It might be social change; it might be social media. But whatever the cause, it’s clear that not everyone is quite happy with how representative democracy works these days.

In planning, certainly, the tectonic plates are going to have to shift to better reflect what people want and like. Development control processes, high land costs, short term funding, housing regulations, building regulations, design convention: our research has found that, all too often, a miasma of these different factors actually make it harder to build the sort of conventional places most people provably prefer.

Consider the case of the Mount Pleasant development site in central London. The Royal Mail Group, the landowner, has proposed to build 681 flats, of which 23 would be affordable – a scheme designed to fit with the London Plan and local rules.

But the large blocks this would involve have proved deeply unpopular with locals. In a survey of 258 local residents, eight times as many locals submitted negative comments as positive ones, and support for the scheme stood at just 1 per cent. The main objection, featuring in two thirds of responses, is the height and massing of buildings. “It’s like a fortress,” read a typical comment.

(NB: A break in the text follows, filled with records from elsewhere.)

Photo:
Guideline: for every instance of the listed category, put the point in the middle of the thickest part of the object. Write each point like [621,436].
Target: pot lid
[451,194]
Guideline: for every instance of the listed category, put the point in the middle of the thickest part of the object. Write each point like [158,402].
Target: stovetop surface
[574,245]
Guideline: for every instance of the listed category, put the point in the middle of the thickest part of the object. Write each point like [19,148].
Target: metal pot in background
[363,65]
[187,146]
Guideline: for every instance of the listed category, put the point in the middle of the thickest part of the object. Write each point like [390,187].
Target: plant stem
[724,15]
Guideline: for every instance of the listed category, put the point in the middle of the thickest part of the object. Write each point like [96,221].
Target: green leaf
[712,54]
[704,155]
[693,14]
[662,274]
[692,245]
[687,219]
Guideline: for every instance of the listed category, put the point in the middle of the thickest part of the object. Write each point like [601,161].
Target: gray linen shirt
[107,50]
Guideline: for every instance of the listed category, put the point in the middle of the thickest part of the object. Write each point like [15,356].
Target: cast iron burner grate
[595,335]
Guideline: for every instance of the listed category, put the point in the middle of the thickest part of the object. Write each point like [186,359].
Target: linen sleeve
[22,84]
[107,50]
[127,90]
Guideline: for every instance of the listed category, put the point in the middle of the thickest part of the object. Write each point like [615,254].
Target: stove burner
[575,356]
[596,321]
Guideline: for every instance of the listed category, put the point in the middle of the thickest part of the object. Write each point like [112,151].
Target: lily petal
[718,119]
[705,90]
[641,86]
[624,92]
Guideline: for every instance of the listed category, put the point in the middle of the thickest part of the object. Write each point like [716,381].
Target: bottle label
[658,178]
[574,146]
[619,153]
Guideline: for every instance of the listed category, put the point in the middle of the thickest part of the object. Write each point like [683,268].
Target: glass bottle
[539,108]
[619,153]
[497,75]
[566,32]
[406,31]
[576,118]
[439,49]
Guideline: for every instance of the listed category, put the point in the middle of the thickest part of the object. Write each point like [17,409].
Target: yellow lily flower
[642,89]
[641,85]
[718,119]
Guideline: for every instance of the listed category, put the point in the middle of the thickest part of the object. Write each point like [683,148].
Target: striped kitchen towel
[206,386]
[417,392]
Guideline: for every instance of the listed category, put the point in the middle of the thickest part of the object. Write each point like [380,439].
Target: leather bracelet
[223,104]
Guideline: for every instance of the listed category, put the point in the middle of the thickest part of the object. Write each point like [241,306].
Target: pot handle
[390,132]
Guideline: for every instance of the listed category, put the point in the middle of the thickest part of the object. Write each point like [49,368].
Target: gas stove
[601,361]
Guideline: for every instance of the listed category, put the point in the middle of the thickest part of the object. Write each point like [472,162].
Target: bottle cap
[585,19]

Working with and for the local community, Create Streets has worked up an alternative design, Mount Pleasant Circus. This would include around 715 homes, so can provide around more affordable homes, too. Our scheme attracted over 90 per cent support in a survey of local residents. One typical comment read: “The whole of London would fight for Mount Pleasant Circus.”

In a telling insight into why and how councils and the GLA need to change their approach, however, one developer commented: “Very beautiful. You’ll never get it through planning.”

It surely cannot be right that a hugely popular, higher-density scheme is less well aligned with the development and planning process than one that is hated.

In our recent pop-up poll on what types of housing people would actually want built, 87 per cent preferred homes of more traditional designs. Revealingly, of the 13 per cent who preferred less historically-referenced buildings, nearly half (43 per cent) worked as planners, architects or in creative arts.

The poll was indicative, rather than scientific – but it is consistent with several older studies. These have found a measurable disconnect between what architects appreciate in the built environment, and what the rest of the population want. People, it transpires, are from Mars. Professionals are from Venus.

And design matters. Our polling with MORI has shown that popular design can halve opposition to development. But unpopular design halves support.

So, what can we do about it? Create Streets has published a guide for councillors about how to win support for new homes. At its heart were three principles: building a proper factual understanding of what people want; embedding this in strategy and decision-making; and pushing for economic decisions to be made on basis of longer not shorter term economics.

Here are nine lessons the research holds for councillors.

  • 1. Find our what actual numerical evidence housing and planning teams have on what types of built form, material, typology and style local people prefer. We have never met any team who can answer this question with statistically robust data.
  • 2. If they don’t have it do some proper research, using pictures and polling to get a usable and meaningful understanding. If officials won’t do the research, councillors should do it themselves, using online polling. Thanks to improving technology this can done increasingly cheaply.
  • 3. Publish the results. Ask officials how they intend to embed this evidence in the council’s strategy and development-control decision-making.
  • 4. Find out if any borough strategy or other rules make it hard to produce the type of built environment that people most prefer. Changes might be necessary.
  • 5. Encourage communities to form neighbourhood forums and use neighbourhood plans – not to be NIMBYs, but to positively set out the types of urban form and buildings that they like.
  • 6. Don’t just think about style or materials – also think about “typology”, “form” and, yes, streets. What it is about the way in which some older developments are arranged, about their walkability, that people seem to love?
  • 7. Don’t be fooled by the old lie that high density must equal high rise or large blocks. High density categorically does not require high rise or large blocks. With the right urban design and planning you can normally achieve high (though not ludicrous) densities within a perfectly conventional street-scape.
  • 8. Don’t be fooled by viability assessments. Every developer we have spoken to about it in private has admitted to us, that you can make them say nearly whatever you want. Viability assessments must be transparent.
  • 9. Push for whole life costings of buildings, not just short term economics. Huge buildings’ economics look much less good understood through this prism.

The question we need to answer isn’t “how do we build more homes” – it’s “how do we make new homes more popular.” The planning system needs to change, to give much greater focus to what people want and like.

Improving technology, social media, the desperate need to build more houses in a politically acceptable fashion and – perhaps above all – collapsing confidence in an inefficiently representative state all demand it. Like it or not, the direct planning revolution is coming.

Nicholas Boys Smith is the director of Create Streets, a social enterprise encouraging urban homes in terraced streets.